推荐系统自己实践-----基于用户的推荐

    最近,计划把推荐系统的几种方法一一用《集体智慧编程》这本书的代码实现。一来是为了自己更加熟练python语言的用法,然后可以更好的去理解这些推荐系统的概念。今天是第一个,是基于用户的推荐。怎么去理解呢?就是利用用户之间的关系去推荐。还不明白?那就引用《推荐系统实践》上说的。每当新学期,刚进实验室的学弟学妹总会问学长学姐们,应该需要去看哪些书?看哪些论文等等。我们作为学长学姐的肯定要告诉学弟学妹们应该看那些。第一,学弟学妹们信任我们,所以我们要负责任的去推荐;第二,他们跟我们是一个实验室的,基本方向和要学的东西是一样的,所以有共同的兴趣和爱好。聪明的你们肯定明白了什么事基于用户的推荐吧!

  好的,原理说完,那就来代码吧!

# this is for user-based collaborative filter recommendation algorithms
# i hope it  can  help  us.i learn it from this book named
#'programming collective intalligence'
#if you have some question ,please let me know.

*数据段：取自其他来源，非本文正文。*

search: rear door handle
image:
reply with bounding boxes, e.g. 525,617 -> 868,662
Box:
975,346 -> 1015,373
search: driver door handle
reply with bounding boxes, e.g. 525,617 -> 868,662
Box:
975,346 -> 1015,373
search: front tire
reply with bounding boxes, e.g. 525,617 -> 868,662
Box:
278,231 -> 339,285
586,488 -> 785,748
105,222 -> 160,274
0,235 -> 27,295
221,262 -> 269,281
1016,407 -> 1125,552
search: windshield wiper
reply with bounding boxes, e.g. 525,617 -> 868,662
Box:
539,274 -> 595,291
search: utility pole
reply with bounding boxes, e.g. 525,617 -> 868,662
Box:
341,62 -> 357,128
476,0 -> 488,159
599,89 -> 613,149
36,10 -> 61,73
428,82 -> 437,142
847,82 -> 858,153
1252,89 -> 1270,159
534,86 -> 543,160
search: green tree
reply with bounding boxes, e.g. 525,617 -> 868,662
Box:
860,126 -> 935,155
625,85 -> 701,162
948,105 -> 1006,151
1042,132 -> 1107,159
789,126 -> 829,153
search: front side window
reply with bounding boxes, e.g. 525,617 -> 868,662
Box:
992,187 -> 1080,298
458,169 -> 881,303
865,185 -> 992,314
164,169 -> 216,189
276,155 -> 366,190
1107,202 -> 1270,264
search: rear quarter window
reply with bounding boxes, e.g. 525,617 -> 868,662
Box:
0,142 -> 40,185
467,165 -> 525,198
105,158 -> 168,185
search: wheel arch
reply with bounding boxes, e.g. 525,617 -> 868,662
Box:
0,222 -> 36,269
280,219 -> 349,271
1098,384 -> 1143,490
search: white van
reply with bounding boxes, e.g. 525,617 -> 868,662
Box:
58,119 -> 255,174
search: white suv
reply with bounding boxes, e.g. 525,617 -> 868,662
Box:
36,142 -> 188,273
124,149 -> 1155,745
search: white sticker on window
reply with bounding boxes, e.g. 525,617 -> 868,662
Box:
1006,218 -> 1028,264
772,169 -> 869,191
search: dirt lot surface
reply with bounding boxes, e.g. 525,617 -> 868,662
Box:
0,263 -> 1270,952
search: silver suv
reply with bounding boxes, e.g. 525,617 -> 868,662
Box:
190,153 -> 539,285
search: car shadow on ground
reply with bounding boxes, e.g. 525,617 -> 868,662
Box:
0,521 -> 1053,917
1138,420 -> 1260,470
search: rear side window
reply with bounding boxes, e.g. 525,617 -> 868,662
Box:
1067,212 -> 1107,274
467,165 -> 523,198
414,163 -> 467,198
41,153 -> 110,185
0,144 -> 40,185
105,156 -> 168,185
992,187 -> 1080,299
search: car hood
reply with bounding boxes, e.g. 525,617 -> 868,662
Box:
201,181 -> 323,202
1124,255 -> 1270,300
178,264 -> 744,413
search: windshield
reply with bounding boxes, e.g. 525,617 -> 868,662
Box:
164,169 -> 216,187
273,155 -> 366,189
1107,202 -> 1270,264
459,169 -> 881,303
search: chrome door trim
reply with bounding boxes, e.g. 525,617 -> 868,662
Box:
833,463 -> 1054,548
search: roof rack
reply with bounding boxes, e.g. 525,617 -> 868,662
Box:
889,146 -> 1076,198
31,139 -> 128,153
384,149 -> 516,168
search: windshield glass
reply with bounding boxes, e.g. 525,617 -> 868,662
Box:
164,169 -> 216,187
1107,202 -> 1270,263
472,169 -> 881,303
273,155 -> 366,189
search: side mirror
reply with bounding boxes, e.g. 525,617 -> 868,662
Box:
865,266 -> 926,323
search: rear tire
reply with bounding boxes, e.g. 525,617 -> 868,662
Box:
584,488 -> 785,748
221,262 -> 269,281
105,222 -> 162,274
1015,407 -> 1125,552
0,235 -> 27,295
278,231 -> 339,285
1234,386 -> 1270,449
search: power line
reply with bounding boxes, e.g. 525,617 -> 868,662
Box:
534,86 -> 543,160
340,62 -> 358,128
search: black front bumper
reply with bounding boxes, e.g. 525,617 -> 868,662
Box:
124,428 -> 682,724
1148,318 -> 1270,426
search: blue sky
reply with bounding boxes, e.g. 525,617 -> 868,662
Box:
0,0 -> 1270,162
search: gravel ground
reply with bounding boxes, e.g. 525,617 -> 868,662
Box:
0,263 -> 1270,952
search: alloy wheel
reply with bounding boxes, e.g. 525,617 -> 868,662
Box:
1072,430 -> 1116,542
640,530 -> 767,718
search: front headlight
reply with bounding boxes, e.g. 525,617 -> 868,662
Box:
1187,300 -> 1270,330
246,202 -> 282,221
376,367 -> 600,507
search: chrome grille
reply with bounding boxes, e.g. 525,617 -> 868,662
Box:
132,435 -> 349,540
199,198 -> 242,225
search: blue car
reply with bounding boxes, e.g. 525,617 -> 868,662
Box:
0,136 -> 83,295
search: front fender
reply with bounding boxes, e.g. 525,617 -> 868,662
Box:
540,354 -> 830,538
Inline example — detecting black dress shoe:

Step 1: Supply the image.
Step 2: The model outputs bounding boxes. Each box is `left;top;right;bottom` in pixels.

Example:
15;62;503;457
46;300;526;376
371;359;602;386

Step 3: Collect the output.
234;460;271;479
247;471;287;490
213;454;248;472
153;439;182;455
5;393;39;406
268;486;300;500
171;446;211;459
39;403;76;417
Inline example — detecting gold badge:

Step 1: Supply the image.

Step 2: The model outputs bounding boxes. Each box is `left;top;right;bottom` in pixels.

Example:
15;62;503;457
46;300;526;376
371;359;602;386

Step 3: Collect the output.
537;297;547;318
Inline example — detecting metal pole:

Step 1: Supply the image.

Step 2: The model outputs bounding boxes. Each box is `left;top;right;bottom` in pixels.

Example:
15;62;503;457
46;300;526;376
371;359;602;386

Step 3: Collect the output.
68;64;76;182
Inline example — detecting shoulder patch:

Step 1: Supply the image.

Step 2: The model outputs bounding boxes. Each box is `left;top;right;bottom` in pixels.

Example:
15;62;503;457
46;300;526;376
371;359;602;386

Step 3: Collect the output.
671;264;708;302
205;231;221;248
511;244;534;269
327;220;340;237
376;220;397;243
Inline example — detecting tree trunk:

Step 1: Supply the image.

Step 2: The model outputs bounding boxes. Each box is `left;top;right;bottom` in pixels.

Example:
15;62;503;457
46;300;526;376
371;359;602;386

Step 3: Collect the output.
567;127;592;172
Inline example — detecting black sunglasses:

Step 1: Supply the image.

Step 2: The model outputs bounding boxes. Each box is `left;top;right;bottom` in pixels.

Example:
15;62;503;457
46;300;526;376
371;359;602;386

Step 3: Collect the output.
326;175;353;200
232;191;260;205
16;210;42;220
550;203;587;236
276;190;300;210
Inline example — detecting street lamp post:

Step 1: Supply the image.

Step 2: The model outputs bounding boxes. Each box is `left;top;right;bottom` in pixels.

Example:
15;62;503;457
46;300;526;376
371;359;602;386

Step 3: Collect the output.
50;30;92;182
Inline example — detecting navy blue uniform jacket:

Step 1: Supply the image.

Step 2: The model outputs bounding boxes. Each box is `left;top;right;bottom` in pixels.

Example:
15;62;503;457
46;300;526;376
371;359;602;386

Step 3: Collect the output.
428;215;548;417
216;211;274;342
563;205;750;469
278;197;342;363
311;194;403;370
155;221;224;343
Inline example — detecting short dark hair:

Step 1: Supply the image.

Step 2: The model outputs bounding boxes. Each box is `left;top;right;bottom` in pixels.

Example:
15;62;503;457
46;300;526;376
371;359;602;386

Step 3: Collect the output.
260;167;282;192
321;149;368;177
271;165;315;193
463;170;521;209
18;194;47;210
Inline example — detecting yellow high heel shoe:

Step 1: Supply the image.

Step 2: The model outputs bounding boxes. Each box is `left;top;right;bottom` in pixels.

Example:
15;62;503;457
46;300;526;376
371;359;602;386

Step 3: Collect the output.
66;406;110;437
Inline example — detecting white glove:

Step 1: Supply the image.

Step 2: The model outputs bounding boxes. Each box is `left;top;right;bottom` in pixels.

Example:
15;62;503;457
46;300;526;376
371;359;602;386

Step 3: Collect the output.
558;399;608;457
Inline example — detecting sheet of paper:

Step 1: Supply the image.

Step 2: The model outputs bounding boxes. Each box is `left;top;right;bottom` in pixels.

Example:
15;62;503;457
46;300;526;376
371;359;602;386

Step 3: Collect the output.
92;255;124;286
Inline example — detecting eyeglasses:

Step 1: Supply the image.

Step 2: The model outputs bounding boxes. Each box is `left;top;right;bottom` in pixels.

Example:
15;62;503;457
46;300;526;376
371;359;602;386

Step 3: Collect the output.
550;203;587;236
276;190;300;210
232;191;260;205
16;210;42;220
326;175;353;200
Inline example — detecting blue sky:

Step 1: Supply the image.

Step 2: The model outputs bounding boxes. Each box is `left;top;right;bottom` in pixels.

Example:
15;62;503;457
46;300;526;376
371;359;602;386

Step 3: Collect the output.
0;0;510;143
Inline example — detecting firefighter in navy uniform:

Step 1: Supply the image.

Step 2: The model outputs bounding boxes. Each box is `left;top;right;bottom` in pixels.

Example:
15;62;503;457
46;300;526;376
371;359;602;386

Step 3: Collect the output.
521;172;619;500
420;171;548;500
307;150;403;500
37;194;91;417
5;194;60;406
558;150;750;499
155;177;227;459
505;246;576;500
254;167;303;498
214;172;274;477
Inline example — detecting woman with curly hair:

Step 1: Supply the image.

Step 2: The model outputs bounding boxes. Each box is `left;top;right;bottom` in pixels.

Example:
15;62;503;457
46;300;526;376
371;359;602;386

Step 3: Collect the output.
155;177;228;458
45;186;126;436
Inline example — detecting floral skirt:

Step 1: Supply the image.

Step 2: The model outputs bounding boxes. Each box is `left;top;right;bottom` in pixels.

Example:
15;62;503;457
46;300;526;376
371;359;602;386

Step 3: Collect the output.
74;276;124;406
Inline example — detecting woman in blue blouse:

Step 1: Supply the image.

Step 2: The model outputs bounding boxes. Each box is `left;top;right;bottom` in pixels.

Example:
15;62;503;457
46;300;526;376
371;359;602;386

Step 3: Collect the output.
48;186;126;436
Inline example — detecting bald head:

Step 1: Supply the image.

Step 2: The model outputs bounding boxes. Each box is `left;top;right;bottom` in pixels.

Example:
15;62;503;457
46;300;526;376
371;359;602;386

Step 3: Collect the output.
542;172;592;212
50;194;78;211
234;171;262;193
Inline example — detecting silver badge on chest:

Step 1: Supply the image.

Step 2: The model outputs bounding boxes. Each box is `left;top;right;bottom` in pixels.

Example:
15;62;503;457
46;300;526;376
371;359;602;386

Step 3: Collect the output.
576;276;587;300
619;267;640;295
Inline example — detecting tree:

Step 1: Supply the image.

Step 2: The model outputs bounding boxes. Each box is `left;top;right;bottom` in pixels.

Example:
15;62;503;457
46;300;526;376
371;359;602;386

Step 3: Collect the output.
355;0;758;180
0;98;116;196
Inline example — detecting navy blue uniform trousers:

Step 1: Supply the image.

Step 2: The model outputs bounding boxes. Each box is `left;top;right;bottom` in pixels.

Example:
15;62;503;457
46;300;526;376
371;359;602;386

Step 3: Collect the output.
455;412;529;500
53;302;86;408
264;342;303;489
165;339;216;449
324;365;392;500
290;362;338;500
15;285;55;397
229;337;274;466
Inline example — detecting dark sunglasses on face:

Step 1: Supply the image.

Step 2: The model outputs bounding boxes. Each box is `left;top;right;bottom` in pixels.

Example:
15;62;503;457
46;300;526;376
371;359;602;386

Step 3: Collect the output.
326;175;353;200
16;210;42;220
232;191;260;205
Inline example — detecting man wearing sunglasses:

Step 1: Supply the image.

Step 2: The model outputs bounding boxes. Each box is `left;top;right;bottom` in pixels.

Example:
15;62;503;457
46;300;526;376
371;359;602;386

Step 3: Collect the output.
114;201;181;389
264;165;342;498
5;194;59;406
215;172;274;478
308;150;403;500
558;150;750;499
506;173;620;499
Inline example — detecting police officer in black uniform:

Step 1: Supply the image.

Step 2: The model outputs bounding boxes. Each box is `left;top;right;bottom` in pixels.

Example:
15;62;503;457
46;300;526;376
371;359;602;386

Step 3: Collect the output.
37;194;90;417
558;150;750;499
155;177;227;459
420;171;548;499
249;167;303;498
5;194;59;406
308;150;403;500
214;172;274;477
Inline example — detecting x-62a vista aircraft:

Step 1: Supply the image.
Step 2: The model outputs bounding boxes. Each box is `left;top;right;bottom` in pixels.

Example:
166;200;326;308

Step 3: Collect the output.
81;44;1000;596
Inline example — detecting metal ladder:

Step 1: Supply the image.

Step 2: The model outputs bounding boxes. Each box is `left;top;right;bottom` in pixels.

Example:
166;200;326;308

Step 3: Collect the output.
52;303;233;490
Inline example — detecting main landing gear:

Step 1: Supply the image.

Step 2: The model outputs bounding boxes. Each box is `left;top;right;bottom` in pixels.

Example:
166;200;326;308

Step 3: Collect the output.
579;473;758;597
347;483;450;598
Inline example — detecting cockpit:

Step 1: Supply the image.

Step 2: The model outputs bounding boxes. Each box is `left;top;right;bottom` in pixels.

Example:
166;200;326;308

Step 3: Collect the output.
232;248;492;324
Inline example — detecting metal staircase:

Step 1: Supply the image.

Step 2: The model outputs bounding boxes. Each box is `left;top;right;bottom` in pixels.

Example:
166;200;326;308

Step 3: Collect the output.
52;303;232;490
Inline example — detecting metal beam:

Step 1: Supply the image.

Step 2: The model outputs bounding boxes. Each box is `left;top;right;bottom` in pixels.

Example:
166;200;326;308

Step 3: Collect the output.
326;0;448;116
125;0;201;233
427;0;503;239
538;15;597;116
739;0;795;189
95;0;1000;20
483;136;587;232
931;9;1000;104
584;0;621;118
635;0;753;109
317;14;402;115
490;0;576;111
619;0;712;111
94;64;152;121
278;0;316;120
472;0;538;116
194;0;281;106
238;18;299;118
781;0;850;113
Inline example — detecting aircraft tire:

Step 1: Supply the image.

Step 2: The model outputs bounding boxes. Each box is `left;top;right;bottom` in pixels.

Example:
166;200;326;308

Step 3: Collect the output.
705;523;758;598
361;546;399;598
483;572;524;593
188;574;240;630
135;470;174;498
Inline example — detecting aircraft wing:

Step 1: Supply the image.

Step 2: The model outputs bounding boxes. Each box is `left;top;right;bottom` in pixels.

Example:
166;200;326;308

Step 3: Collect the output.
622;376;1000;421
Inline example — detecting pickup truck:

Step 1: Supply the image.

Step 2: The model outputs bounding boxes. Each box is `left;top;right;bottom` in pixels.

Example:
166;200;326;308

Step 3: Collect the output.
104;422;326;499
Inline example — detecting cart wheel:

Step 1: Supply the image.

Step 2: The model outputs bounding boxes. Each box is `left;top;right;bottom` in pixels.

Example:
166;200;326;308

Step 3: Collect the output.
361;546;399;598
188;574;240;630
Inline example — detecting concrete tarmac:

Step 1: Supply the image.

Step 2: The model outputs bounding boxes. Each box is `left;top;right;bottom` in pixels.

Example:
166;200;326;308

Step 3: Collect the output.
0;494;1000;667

#my email:wbglearn@gmail.com
#my qq is 354475072
#my blog is http://blog.csdn.net/wbgxx333


from  math import sqrt

#computer distance between person1 and person2
def sim_distance(prefs,person1,person2):
  #get the list of shared_items
   si={}
   for item in prefs[person1]:
       if item in prefs[person2]:
           si[item]=1

   # if they have no ratings in common, return 0
   if len(si)==0: return 0

   # Add up the squares of all the differences
   sum_of_squares=sum([pow(prefs[person1][item]-prefs[person2][item],2)
                        for item in prefs[person1] if item in prefs[person2]])

   return 1/(1+sum_of_squares)

#compute the distance of pearson corrlation coefficient for p1 and p2
def sim_pearson(prefs,p1,p2):
    #get the list of mutally rated items
    si={}
    for item in prefs[p1]:
        for item in prefs[p2]:
            si[item]=1

    #if they are no ratings in common ,return 0
    if len(si)==0:
        return 0

    #sum calculations
    n=len(si)

    #sums of  the squares
    sum1=sum([prefs[p1][it] for it in si])
    sum2=sum([prefs[p2][it] for it in si])

    #sums of the squares
    sum1sq=sum([pow(prefs[p1][it],2) for it in si])
    sum2sq=sum([pow(prefs[p2][it],2) for it in si])

    #sum of the products
    psum=sum([prefs[p1][it]*prefs[p2][it] for it in si])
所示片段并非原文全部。